Jesus approved of the action: “Aware of this, Jesus said to them, ‘Why are you bothering this woman? She has done a beautiful thing to me. The poor you will always have with you, but you will not always have me’” (vss. 10-11). The clause “Aware of this” implies that Jesus “came to know” about the rebukes of the disciples, which further implies that the disciples rebuked Mary outside of Jesus’ presence (presumably at a later time). The disciples demonstrate by this a bit of cowardice, and lack of surety about their rebuke, to show their indignation when they thought Jesus wasn’t looking.
Far from rebuking Mary, Jesus accepted her act of worship as a “beautiful thing”. The disciples will have plenty of opportunities for good works, for “the poor we will always have with us”. The opportunity to perform such an act of worship, in the direct physical presence of Jesus, would never come again.
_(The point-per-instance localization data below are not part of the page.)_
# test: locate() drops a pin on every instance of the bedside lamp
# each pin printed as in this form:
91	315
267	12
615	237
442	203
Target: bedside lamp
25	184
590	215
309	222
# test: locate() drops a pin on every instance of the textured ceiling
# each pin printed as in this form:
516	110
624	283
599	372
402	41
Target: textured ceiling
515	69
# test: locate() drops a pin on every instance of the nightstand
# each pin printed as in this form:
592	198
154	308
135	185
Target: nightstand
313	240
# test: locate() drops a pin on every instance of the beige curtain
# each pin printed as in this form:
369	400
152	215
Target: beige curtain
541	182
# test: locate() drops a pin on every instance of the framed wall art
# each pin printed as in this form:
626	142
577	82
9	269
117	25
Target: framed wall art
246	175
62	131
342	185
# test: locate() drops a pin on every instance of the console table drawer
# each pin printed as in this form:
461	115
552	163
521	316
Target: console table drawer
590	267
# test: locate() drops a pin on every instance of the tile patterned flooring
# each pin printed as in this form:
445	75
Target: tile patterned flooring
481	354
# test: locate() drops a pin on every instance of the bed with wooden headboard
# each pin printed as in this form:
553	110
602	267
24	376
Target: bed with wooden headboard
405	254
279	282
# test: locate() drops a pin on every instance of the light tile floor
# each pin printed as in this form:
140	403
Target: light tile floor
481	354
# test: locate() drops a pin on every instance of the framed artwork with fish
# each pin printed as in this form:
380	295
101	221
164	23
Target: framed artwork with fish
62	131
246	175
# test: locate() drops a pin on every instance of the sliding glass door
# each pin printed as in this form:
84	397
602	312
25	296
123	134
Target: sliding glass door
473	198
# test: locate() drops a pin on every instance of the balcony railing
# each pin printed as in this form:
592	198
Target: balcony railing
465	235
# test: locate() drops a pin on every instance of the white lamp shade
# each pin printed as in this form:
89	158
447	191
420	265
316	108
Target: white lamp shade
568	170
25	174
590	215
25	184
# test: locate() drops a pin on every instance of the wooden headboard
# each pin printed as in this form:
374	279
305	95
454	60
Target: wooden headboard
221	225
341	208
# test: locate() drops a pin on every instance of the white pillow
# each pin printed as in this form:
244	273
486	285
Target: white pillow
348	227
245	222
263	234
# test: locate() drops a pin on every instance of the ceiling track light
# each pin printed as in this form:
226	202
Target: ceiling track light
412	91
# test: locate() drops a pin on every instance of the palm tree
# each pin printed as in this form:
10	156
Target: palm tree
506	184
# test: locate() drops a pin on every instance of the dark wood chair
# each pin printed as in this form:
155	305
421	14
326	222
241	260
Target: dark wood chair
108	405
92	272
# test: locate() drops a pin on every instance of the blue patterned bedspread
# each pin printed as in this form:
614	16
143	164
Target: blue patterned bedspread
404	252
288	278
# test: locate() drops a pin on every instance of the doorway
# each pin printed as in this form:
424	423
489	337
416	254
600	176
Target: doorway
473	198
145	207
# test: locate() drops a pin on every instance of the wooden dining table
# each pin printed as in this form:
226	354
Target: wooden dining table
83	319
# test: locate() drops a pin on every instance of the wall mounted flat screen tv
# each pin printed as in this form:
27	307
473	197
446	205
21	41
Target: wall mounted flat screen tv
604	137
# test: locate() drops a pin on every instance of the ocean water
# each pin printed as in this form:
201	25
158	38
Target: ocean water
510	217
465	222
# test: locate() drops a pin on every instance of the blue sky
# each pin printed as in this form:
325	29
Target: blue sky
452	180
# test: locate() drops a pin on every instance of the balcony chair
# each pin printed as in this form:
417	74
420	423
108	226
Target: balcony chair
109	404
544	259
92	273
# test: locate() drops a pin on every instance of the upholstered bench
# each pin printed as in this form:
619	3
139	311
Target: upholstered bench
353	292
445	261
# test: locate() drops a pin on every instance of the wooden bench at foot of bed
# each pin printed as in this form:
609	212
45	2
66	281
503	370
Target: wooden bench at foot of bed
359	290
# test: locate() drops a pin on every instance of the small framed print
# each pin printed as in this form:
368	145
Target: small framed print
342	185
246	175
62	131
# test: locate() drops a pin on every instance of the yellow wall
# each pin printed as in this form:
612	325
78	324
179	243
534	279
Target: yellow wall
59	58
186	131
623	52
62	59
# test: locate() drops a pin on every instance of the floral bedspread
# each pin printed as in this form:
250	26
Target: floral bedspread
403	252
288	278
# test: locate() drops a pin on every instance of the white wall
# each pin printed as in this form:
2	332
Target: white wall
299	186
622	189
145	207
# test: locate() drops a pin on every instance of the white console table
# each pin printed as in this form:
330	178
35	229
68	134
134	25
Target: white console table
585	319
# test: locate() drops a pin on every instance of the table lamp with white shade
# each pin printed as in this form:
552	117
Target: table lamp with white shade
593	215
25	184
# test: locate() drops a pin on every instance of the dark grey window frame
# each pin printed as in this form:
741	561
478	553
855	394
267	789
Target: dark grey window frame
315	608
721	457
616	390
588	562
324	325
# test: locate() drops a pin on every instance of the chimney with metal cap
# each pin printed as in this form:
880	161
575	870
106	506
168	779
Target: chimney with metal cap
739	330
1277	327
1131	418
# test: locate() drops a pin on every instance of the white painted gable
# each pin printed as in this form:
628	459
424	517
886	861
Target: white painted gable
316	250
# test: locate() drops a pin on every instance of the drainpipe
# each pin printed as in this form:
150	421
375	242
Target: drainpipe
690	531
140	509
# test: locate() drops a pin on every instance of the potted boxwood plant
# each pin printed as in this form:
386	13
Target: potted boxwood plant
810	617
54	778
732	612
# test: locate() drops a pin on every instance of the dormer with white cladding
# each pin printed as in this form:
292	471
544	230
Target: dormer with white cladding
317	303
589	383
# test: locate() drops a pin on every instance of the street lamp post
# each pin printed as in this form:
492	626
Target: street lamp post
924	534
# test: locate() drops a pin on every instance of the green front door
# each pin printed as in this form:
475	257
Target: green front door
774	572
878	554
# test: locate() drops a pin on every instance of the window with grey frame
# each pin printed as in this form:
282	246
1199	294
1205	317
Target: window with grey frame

Moreover, in light of the coming events, the anointing of Jesus served a symbolic purpose: it was done in preparation for the burial of Jesus, in anticipation of His death. Jesus said: “When she poured the perfume on my body, she did it to prepare me for burial” (vs. 12). Mary alone, it seems, grasped the import and gravity of Jesus’ statement that He would “be handed over to be crucified”, and she responded with this beautiful act of worship. Ironically, if Mary had performed this anointing after Jesus’ death, the disciples probably would not have objected. We seem to give more grace to acts benefitting the dead, than those benefitting the living.
Finally, Jesus rewards Mary with a prophetic statement about this act of love: “I tell you the truth, wherever this gospel is preached throughout the world, what she has done will also be told, in memory of her” (vs. 13). This prophecy, of course, has been fulfilled. In fact, our very study of this passage partially fulfills it. Though at the time she was rebuked, she has been commended over and over throughout the ages for her act of worship, and she has taught us, by her act, a lesson about true worship, and its importance. “It was worthy to be recorded in all ages that one heart estimated the Saviour, when the world was gone against Him” (Darby). “He gives a commendation beyond all other words of praise He ever spoke; looking down the ages, and out to the ends of the earth, and recognising that this love to Himself, this personal devotion to a dying Saviour, was to be the very central force of the gospel, and thus the hope of the world” (Gibson).
Parenthetically, I find fascinating the similarity of these events, and those referenced in the fifth verse of the beloved 23rd Psalm: “You prepare a table before me in the presence of my enemies. You anoint my head with oil; my cup overflows.” (Ps 23:5). The reference in this Psalm to “enemies” (Judas), and “anoint”, and the “cup” (of communion possibly), could lead one to a whole new reading of that Psalm. I leave this as a valuable exercise in meditation for the reader!